僕は受験生のための特別授業を終えると家路に着く。もう夕方に近い。でも夏だからまだまだ明るいのだけれど・・・。途中一人になる道があるんだけど、そこに見慣れた人物が立っていた。
「麻沙耶・・・。体調・・・。」
麻沙耶はいつもの微笑で僕に近づいてくる。
「僕、大丈夫だよ。どうしても紫苑君の顔が見たくなって、家を抜け出してきたんだ。」
本当に麻沙耶のかわいい清々しい顔・・・。久しぶりに見たような気がする。
「のど渇いてない?今日ね、おいしい水をこっそり汲んできたんだ。すごくおいしい水。これを飲んだら僕元気になったんだ。最近紫苑君、元気が無いだろ?飲んでみたら?」
「麻沙耶。」
麻沙耶は飲んで飲んでと、僕に薦める。麻沙耶が薦めるものならきっと大丈夫だ・・・。僕は麻沙耶に薦めされるまま、その水を瓶からぐいっと飲み干した。麻沙耶は微笑んで僕を見つめている。

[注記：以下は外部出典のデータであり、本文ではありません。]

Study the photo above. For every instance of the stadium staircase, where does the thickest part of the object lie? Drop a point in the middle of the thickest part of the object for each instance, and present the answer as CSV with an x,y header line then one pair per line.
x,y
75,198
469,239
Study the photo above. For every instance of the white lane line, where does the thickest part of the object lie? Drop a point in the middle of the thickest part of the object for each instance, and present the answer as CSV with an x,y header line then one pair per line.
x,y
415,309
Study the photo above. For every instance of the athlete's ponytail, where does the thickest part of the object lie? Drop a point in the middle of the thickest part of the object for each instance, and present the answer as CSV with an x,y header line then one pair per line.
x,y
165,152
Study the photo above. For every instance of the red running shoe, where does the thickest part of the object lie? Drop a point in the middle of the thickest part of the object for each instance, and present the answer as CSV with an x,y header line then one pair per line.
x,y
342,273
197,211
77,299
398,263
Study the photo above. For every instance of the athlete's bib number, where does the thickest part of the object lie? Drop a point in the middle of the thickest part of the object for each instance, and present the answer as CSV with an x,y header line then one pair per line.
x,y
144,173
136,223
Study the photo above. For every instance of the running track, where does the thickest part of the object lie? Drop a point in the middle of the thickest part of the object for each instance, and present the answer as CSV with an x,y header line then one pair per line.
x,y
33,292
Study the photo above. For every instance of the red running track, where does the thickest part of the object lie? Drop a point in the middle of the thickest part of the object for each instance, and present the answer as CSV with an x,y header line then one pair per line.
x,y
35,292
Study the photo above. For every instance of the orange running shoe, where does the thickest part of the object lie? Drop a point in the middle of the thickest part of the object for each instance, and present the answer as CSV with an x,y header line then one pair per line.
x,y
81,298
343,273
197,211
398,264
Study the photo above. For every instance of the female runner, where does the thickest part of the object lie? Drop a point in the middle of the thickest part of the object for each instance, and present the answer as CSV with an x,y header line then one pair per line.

「どう?紫苑君。おいしいでしょ。・・・・・体の中から悪いものが出ていく感じかしら?」
え?声が・・・急に・・・。
ふと麻沙耶のほうを見る。するとさっきまで微笑んでいた麻沙耶が・・・。
誰?この女性は誰?
僕は体中に痛みを感じ崩れ落ちる。すると僕を暖かく包み込むような感覚・・・。こんな感覚ははじめてだ。そして体の痛みがふっと消える。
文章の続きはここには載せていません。